Çok canların yandığı tarihtir.. Bu tarihten 1 hafta kadar önce, marmara denizinin sularının sıcaklığı garip değerlere ulaşmıştır. Durumdan işkillenen kaptanlar* gerekli yerlere ulaşmaya çalımışlardır. Lakin araştırmalara başlanamadan olay patlak vermiştir.

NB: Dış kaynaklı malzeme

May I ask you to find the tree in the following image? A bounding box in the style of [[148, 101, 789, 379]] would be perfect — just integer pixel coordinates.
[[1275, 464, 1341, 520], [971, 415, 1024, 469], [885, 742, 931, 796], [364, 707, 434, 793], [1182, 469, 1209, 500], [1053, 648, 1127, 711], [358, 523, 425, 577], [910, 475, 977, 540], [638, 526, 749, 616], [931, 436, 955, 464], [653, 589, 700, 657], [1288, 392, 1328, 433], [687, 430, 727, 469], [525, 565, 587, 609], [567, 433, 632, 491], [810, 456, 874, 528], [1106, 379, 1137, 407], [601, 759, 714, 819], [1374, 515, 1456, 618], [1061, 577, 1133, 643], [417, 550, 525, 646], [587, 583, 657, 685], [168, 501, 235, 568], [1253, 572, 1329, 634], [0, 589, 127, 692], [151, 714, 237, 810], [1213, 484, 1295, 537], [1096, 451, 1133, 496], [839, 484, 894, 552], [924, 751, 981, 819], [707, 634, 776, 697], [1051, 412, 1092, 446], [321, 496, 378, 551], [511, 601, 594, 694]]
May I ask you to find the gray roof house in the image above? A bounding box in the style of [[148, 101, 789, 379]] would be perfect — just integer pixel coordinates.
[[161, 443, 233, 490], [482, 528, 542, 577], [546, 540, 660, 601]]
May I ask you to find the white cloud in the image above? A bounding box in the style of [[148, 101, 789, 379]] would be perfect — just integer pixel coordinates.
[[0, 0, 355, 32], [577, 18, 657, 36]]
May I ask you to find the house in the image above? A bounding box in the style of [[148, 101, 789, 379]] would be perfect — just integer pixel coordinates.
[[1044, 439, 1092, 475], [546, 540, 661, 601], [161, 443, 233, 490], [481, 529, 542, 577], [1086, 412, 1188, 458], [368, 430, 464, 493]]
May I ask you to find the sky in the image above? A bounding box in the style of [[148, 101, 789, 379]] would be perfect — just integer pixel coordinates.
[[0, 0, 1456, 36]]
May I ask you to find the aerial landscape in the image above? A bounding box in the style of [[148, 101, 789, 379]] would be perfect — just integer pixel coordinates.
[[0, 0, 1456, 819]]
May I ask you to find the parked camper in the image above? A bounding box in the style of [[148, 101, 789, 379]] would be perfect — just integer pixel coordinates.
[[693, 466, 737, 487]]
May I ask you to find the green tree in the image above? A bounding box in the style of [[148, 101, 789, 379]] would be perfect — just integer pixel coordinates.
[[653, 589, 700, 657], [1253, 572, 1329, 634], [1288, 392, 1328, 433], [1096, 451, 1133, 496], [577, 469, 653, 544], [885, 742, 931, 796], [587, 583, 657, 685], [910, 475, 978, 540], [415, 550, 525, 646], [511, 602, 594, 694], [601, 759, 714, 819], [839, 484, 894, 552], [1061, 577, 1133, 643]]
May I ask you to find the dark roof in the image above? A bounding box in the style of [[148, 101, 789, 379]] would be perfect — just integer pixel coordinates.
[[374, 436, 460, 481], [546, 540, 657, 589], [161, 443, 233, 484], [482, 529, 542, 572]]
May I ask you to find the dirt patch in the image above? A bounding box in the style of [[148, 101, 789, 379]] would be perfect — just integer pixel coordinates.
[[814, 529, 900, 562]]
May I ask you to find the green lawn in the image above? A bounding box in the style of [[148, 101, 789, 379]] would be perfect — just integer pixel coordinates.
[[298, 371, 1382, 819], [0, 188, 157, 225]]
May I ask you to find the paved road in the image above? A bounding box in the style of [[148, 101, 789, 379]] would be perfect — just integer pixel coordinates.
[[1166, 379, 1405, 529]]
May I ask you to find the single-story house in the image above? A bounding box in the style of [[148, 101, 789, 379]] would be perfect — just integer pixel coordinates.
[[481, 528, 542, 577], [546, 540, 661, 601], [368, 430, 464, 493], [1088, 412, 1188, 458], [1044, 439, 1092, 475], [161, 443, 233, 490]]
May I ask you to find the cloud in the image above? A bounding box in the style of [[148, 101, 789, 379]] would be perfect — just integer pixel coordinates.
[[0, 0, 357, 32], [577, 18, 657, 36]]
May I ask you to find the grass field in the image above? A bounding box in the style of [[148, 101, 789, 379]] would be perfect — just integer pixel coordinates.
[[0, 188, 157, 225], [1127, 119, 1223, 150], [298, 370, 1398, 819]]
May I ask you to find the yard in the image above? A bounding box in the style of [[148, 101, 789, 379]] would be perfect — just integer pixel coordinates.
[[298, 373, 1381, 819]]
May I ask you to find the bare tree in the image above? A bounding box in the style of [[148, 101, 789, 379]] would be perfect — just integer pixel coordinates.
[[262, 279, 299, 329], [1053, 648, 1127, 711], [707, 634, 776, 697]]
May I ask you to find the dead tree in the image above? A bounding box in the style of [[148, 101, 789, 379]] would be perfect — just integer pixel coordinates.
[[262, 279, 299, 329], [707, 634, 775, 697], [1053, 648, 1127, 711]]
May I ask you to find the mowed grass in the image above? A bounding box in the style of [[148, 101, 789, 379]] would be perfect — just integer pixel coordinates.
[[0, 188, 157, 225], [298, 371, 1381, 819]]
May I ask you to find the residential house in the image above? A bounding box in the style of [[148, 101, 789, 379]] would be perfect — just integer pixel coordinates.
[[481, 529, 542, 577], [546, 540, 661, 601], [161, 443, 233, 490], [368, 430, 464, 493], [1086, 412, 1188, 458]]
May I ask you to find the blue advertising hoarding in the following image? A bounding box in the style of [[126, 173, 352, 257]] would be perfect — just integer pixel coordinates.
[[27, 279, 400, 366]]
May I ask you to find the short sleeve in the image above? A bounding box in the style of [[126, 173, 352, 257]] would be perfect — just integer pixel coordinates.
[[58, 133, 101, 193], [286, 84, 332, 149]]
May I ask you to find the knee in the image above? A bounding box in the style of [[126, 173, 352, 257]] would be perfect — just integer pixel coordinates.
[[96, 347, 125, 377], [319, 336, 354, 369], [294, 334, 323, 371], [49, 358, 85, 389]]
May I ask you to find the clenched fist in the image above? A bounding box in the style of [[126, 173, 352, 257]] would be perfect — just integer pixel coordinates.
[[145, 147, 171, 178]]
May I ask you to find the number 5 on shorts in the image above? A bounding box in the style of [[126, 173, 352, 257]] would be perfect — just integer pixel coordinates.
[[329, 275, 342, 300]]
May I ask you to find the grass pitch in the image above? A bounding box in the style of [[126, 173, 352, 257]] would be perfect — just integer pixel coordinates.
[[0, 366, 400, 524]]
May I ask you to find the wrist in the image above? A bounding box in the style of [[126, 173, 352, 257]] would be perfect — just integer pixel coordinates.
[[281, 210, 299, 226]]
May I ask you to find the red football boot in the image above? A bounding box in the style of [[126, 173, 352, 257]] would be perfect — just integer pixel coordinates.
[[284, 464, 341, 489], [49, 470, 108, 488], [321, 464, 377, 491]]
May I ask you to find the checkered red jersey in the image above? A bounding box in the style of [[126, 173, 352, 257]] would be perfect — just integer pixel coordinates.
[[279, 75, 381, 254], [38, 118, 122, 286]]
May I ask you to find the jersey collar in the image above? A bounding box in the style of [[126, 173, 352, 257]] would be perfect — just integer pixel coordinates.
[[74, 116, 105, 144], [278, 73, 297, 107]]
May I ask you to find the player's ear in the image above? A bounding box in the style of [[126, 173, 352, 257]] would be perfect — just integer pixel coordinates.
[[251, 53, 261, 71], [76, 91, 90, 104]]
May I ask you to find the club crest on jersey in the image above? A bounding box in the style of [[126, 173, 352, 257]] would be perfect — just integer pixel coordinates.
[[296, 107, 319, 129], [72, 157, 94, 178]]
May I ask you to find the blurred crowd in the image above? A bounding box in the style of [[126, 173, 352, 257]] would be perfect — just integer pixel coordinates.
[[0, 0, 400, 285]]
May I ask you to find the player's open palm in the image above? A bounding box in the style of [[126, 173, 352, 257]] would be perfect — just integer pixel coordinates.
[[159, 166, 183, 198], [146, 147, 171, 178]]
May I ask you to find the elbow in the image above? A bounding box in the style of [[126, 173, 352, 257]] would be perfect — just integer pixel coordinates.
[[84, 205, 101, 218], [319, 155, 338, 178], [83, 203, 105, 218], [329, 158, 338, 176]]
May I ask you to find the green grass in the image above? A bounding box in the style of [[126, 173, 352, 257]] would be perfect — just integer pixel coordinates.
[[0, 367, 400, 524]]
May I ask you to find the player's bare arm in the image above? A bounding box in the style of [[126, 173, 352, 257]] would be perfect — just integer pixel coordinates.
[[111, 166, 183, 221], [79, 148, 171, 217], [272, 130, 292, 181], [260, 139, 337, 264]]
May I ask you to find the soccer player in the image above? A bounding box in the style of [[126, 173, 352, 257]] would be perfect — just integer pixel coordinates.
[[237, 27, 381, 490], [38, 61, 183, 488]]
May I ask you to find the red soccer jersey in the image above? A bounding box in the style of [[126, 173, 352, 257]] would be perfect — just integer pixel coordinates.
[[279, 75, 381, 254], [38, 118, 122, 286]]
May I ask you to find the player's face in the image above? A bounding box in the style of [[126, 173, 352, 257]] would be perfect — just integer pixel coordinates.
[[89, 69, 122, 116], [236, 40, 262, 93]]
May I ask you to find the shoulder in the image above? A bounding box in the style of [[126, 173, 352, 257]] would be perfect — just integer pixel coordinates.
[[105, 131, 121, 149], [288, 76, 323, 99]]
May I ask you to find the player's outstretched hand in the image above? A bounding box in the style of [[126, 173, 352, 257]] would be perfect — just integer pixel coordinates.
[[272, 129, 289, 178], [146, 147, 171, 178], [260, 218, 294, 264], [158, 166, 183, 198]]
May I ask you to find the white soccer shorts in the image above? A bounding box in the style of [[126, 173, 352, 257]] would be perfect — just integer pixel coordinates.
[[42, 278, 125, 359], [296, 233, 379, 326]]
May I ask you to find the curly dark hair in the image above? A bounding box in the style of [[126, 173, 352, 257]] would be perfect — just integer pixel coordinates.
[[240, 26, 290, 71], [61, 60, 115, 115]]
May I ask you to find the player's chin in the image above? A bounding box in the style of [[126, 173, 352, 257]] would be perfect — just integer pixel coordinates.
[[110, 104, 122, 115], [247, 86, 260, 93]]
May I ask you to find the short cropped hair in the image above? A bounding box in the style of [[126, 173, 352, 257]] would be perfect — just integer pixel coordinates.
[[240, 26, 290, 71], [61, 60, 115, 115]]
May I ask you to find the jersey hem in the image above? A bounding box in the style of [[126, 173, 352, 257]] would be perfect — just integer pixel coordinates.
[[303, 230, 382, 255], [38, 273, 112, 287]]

Depremin denizle ilgili bir başka olayı da şöyledir. Az önce bahsettiğim enişte, teyzem ve kuzenim birlikte o gece istanbula, tekne için mazot alma bahanesiyle gezmeye gitmek için yola çıkmışlardı. *** Depremin başlamasından tahmini 1-2 dakika kadar önce eniştem, teknenin aldığı yolda bir gariplik olduğunu farkediyor. Öyle ki, biri 720, diğeri 420 beygir gücünde olan 2 motor, tam yol gaz verilmesine rağmen tekneyi ileri götürmekte zorlanıyor. ilk olarak "pervanelere birşey dolandıysa boku yedik" diye düşünen eniştem, koşa koşa makine dairesine iniyor. Ve tam o sırada, tekneye sanki denizin içinden biri balyoz ile vuruyomuşçasına gümbürtü sesleri geliyor. Eniştem ne yapacağını bilemiyor, bi aşağı bir yukarı boş boş inip çıkıyor defalarca. Artık çıldıracak bi durumdayken sesler yavaşça kesiliyor. Tekne, az önce onu tutan gücün elinden kaçarcasına birden hızlanmaya başlıyor. Derken telsizden gelen haberler ile anlıyorlar deprem olduğunu.
Eniştem bu olayı ne zaman anlatsa gözlerini kocaman açar, yaşadığı korkuyu hissettirir mimikleriyle. Ve hala anlam veremediğini söyler, o motorların o tekneyi nasıl olup da ileri götüremediğini o birkaç dakika boyunca.